The mayor likes him to look his absolute best at all times. You never know when an important visitor might come in, you know.”

  Once again, she smiled feebly, and Felicity’s worry deepened. There was something horribly, terribly wrong here, she just knew it was. “Mabel, there’s something you’re not telling us, isn’t there?”

  Mabel pushed at her hair, which was the texture of cotton candy. “What a silly thing to say. What could I possibly be hiding from you?”

  As she spoke the words she glanced around nervously, as if she were afraid someone might stroll in and catch her talking to them.

  “What’s going on?” Alice chimed in. “You’re never this nervous.”

  “Well, to tell you the truth,” she said, fidgeting with a Magic Marker, “I have been feeling a little under the weather lately. Mark has been having some trouble at work, and we’re simply trying our best to cope.”

  “Trouble?
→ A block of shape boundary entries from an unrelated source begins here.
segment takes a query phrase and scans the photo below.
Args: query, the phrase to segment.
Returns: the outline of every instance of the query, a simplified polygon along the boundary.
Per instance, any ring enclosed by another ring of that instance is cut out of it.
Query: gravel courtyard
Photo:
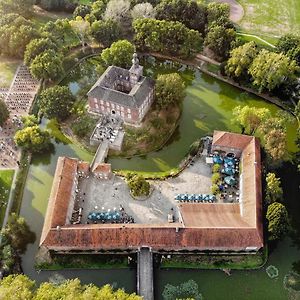
[[[77,199],[83,207],[83,223],[87,222],[90,212],[119,210],[134,218],[135,223],[166,223],[169,213],[178,221],[177,203],[174,196],[178,193],[210,193],[211,169],[201,158],[186,168],[178,177],[164,181],[150,181],[152,193],[146,200],[131,197],[126,182],[118,176],[101,180],[89,176],[79,182]],[[84,201],[83,201],[83,200]]]

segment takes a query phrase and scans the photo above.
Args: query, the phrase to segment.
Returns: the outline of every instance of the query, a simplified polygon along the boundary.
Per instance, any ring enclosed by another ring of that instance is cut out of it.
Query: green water
[[[146,68],[146,72],[155,74],[156,72],[166,73],[175,70],[166,67],[165,64],[159,64],[156,66],[155,72],[153,67]],[[278,110],[272,104],[243,93],[198,71],[186,70],[184,66],[178,66],[177,69],[180,70],[187,84],[187,96],[184,100],[183,114],[178,130],[162,150],[144,158],[109,159],[115,169],[157,171],[176,166],[196,138],[211,134],[214,129],[236,129],[230,123],[231,110],[236,105],[267,107],[273,113]],[[83,80],[76,81],[75,77],[65,83],[72,87],[74,93],[78,93],[80,87],[84,86],[82,82],[88,82],[88,80],[85,77]],[[290,126],[288,133],[289,150],[295,151],[292,143],[295,127]],[[125,287],[128,291],[134,291],[136,280],[134,270],[62,270],[38,273],[33,269],[58,156],[79,157],[89,161],[92,158],[91,155],[72,144],[56,142],[54,146],[54,153],[36,156],[33,159],[26,182],[21,215],[26,218],[32,230],[36,232],[37,241],[28,247],[23,257],[24,272],[38,282],[48,280],[56,273],[65,278],[78,277],[84,283],[93,282],[99,285],[113,283],[118,287]],[[300,223],[297,221],[297,213],[300,211],[299,201],[297,201],[299,179],[296,173],[294,175],[294,170],[286,165],[281,172],[286,191],[285,198],[288,199],[287,207],[292,216],[293,228],[297,231],[293,239],[286,238],[270,254],[267,265],[274,264],[279,269],[279,278],[270,279],[264,268],[258,271],[234,271],[230,277],[221,271],[156,269],[156,299],[161,299],[160,295],[166,283],[177,284],[188,279],[194,279],[199,284],[205,299],[286,299],[287,294],[282,284],[283,277],[292,269],[292,263],[300,260],[300,241],[299,238],[297,239],[297,234],[300,232]]]

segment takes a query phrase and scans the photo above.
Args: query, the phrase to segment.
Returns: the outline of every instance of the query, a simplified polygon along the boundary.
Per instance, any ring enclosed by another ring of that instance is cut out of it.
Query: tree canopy
[[[160,108],[178,105],[185,96],[185,86],[177,73],[161,74],[155,83],[155,102]]]
[[[0,98],[0,126],[6,122],[9,117],[9,111],[7,109],[6,103]]]
[[[247,77],[248,69],[257,54],[257,46],[253,41],[231,50],[226,74],[233,78]]]
[[[280,240],[288,232],[289,217],[285,206],[273,202],[268,206],[267,216],[269,240]]]
[[[293,78],[298,67],[294,60],[282,53],[261,50],[253,60],[249,73],[253,78],[253,84],[258,90],[273,90],[287,78]]]
[[[54,86],[44,90],[40,97],[40,109],[49,118],[65,120],[71,112],[75,98],[67,86]]]
[[[114,20],[99,20],[93,22],[91,35],[104,47],[109,47],[113,42],[119,39],[121,30],[118,23]]]
[[[107,65],[129,67],[131,65],[134,46],[127,40],[112,43],[110,48],[104,49],[101,58]]]
[[[133,27],[135,45],[142,51],[192,57],[202,48],[200,33],[180,22],[137,19]]]
[[[268,173],[266,183],[266,202],[273,203],[281,200],[283,191],[280,178],[276,177],[275,173]]]
[[[204,33],[206,8],[193,0],[162,0],[156,6],[156,18],[159,20],[178,21],[189,29]]]
[[[15,213],[9,216],[1,235],[15,251],[21,254],[26,251],[27,244],[35,241],[35,234],[30,230],[25,219],[18,217]]]

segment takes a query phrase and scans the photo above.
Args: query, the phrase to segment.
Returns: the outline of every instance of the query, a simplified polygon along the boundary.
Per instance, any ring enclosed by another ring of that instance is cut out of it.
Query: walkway
[[[144,300],[154,300],[153,254],[151,249],[142,247],[137,259],[137,293]]]

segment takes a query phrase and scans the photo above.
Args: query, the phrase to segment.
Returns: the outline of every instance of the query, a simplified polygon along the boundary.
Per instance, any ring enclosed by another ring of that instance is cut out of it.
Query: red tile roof
[[[40,246],[62,250],[245,250],[263,247],[260,146],[256,138],[216,131],[213,143],[242,150],[240,204],[182,204],[183,224],[66,223],[78,161],[59,158]],[[60,227],[57,228],[57,225]]]

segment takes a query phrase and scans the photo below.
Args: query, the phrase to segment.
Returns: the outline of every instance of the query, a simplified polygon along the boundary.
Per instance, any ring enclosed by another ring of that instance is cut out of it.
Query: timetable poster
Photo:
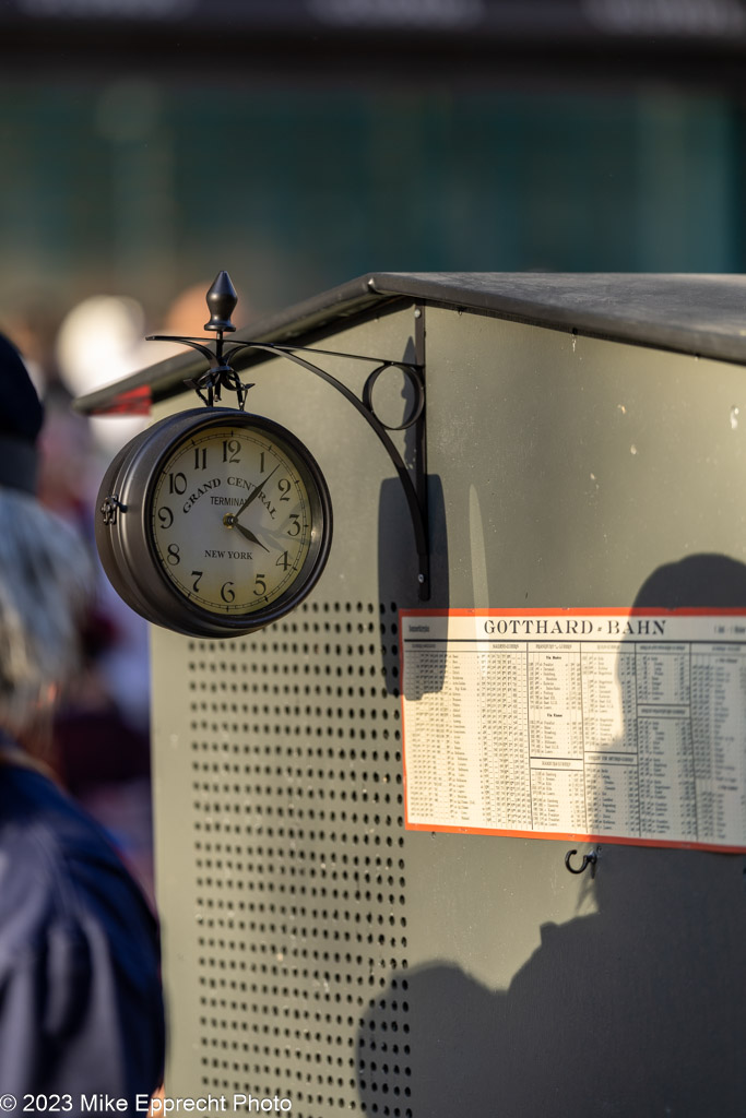
[[[406,826],[746,850],[746,610],[402,610]]]

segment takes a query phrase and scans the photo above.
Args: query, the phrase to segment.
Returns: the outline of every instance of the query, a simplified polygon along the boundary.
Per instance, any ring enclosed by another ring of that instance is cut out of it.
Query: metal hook
[[[598,852],[597,852],[597,850],[593,851],[591,854],[584,854],[583,855],[583,861],[580,862],[580,868],[578,870],[575,870],[570,865],[570,858],[573,858],[574,854],[577,854],[576,850],[568,850],[567,853],[565,854],[565,865],[569,870],[569,872],[570,873],[584,873],[587,870],[587,868],[591,866],[591,877],[595,878],[595,875],[596,875],[596,862],[598,861]]]

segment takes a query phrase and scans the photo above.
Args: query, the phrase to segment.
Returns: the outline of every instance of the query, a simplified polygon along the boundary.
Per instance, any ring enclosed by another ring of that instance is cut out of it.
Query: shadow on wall
[[[746,567],[661,567],[635,605],[746,607]],[[358,1038],[363,1111],[743,1118],[745,872],[742,855],[606,845],[597,913],[545,925],[507,991],[451,965],[398,972]]]

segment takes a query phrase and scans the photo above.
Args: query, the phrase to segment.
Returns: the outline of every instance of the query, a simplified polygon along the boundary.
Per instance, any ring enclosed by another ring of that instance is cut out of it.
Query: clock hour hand
[[[235,514],[235,515],[236,515],[236,518],[240,517],[242,512],[243,512],[243,511],[244,511],[245,509],[248,509],[248,506],[249,506],[249,504],[252,503],[252,501],[255,501],[255,500],[256,500],[256,498],[257,498],[257,496],[259,495],[259,493],[262,492],[262,490],[264,489],[264,486],[266,485],[266,483],[267,483],[267,482],[270,481],[270,479],[272,477],[272,474],[276,474],[276,473],[277,473],[277,471],[280,470],[280,466],[281,466],[281,464],[282,464],[282,463],[280,463],[280,462],[278,462],[278,463],[277,463],[277,465],[276,465],[276,466],[274,467],[274,470],[272,471],[272,473],[267,474],[267,476],[266,476],[266,477],[264,479],[264,481],[263,481],[263,482],[261,482],[261,483],[259,483],[259,484],[258,484],[258,485],[256,486],[256,489],[252,490],[252,492],[251,492],[251,493],[248,494],[248,496],[246,498],[246,500],[245,500],[245,501],[244,501],[244,503],[242,504],[242,506],[240,506],[240,509],[238,510],[238,512],[236,512],[236,514]]]
[[[258,543],[258,546],[261,548],[264,548],[265,551],[270,550],[268,548],[264,547],[264,543],[262,543],[261,540],[257,540],[257,538],[254,536],[254,532],[249,531],[248,528],[244,528],[244,525],[239,524],[238,521],[234,520],[233,524],[230,524],[229,527],[235,528],[237,532],[240,532],[242,536],[245,536],[246,539],[251,540],[252,543]]]

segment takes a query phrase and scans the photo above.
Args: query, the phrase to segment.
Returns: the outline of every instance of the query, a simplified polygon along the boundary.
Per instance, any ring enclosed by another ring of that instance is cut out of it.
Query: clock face
[[[96,540],[115,588],[149,620],[193,636],[276,620],[315,584],[331,542],[329,493],[302,443],[228,408],[136,436],[100,496]]]
[[[167,457],[151,503],[161,570],[214,614],[266,608],[302,574],[314,528],[308,473],[264,430],[196,430]]]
What trouble?” Felicity wanted to know. Mark Stokely, Mabel’s husband, was in charge of public relations at the nuclear power plant. He was the one who had to tell visitors and reporters that all was well, and that the strange odor they smelled, and the strange fumes escaping the cooling towers, were absolutely nothing to worry about.
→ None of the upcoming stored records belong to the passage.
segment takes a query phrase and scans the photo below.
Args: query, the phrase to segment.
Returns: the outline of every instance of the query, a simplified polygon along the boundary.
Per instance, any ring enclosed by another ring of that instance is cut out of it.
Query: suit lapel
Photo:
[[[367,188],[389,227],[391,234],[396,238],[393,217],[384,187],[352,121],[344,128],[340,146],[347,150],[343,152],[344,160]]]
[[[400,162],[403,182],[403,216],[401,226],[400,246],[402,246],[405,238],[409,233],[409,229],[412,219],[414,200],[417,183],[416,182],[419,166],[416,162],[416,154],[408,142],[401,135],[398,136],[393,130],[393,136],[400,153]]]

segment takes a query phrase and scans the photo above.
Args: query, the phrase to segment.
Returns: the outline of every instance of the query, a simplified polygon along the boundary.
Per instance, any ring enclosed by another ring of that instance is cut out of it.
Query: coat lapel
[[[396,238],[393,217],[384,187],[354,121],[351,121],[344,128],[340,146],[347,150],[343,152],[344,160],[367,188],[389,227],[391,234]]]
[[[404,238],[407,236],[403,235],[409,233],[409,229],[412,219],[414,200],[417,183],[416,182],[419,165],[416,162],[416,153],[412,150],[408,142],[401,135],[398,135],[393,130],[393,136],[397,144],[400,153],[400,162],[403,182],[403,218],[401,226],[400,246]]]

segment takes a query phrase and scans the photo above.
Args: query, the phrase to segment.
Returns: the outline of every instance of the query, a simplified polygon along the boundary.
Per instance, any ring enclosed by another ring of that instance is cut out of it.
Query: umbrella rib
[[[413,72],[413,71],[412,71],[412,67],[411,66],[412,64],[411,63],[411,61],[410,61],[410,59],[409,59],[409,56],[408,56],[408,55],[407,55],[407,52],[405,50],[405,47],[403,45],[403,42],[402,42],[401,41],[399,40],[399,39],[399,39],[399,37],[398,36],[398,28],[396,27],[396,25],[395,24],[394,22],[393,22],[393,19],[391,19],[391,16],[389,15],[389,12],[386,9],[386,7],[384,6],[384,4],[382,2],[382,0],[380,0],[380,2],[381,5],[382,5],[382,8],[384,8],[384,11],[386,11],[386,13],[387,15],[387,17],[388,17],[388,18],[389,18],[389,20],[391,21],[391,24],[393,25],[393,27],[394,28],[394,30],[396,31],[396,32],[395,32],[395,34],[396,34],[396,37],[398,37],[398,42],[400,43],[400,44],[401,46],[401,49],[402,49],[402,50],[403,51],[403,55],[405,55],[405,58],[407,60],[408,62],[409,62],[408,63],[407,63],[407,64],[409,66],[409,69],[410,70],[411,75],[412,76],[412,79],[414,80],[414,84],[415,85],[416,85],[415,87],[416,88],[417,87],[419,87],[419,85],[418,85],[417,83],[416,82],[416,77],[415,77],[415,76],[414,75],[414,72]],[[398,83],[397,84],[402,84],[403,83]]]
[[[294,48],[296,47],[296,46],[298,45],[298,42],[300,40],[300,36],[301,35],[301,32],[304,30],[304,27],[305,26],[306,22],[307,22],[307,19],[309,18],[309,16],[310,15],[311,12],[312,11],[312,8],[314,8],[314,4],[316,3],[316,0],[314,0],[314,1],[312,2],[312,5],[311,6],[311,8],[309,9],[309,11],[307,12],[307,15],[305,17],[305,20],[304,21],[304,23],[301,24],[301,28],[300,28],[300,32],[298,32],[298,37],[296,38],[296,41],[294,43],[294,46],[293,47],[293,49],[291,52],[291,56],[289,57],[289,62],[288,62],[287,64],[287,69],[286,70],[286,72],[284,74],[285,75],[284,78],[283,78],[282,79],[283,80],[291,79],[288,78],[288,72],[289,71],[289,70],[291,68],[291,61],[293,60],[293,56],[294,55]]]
  “Well, Mark has a new manager, and for some reason they don’t see eye to eye. They had a small discussion and Mark was sent home on an extended leave of absence—nothing to concern yourselves about.”

  “A discussion? About what?” Felicity wanted to know.

  The power plant supplied power to the whole of Long Island. When something went wrong, the consequences could be dire.

  She waved an airy hand. “Oh, just some trifle about cracks in the cooling towers. Nothing they can’t fix.”

  Felicity and Alice gulped at this news, which Mabel didn’t seem to feel was very important.

  “Cracks? In the nuclear power plant?” Felicity demanded.

  She dabbed at her hair again. “Just a minor problem, but Mark and this new manager disagreed on how to handle it.” She giggled nervously. “You know how managers are. Always think they know better than people who’ve worked at the plant for over thirty years.”